Courmayeur 2012: La traversée – la recensione (Concorso)

Cineblog recensisce in anteprima La traversée, thriller psicologico di Jérôme Cornuau, nonché uno dei migliori film in Concorso al Noir Film Festival 2012

pubblicato 15 Dicembre 2012 aggiornato 31 Luglio 2020 19:20

Proprio nelle battute finali, quando oramai il Noir Film Festival sembrava aver detto tutto, ecco l’opera che non ti aspetti. La traversée di Jérôme Cornuau è un film costruito con un encomiabile perizia, dove tutto viene abilmente collocato al posto giusto, calamitando su di sé un’attenzione sincera, quasi famelica. Poco felice, a nostro giudizio, la scelta di proiettarlo a mezzanotte, quale film di chiusura tra quelli in Concorso qui a Courmayeur.

Perché La traversée è un’opera solida, intelligente e dallo spiccato fascino. Per foraggiarvi di qualche coordinata, immaginate un calderone in cui si mescolano elementi tratti da Il sesto senso, con altri espunti da Inception e Fight Club; il tutto condotto con la sensibilità di un cineasta francese, il quale però segue le orme del thriller anglosassone. In sintesi, ci pare che questa sia la ricetta.
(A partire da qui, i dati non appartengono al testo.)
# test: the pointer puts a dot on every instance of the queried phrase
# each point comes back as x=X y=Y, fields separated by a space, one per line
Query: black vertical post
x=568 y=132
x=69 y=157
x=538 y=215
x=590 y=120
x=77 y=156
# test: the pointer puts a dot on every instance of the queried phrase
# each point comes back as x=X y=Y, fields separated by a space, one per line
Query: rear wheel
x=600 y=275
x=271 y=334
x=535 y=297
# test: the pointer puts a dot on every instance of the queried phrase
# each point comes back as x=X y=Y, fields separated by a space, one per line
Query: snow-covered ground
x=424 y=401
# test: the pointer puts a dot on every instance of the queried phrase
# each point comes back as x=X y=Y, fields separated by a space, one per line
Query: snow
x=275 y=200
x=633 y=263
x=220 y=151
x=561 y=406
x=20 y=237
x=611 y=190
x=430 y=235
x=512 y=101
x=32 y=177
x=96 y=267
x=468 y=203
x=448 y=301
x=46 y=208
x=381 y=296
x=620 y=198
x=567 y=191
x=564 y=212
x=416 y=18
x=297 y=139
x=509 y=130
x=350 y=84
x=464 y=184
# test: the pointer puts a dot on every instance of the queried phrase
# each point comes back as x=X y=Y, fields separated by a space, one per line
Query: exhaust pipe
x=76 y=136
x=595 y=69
Un noir contemporaneo duro e puro, dove i riferimenti temporali e spaziali fungono più da sottili sfumature che da inflessibili fattori dispotici. Il terreno è quello della psiche, che si scontra con quello delle emozioni. Cuore e cervello delimitano i reali confini di quest’opera, a conti fatti una delle sorprese più piacevoli di questo Festival.

In vacanza con la madre, Lola improvvisamente scompare nel nulla. Distrutti dal dramma di aver perso la propria figlia, Martin e Sarah si separano. Ma è l’ex-marito a restare travolto da questa orribile tragedia, a causa della quale non riesce letteralmente ad andare avanti, perdendo anche il proprio prestigioso lavoro.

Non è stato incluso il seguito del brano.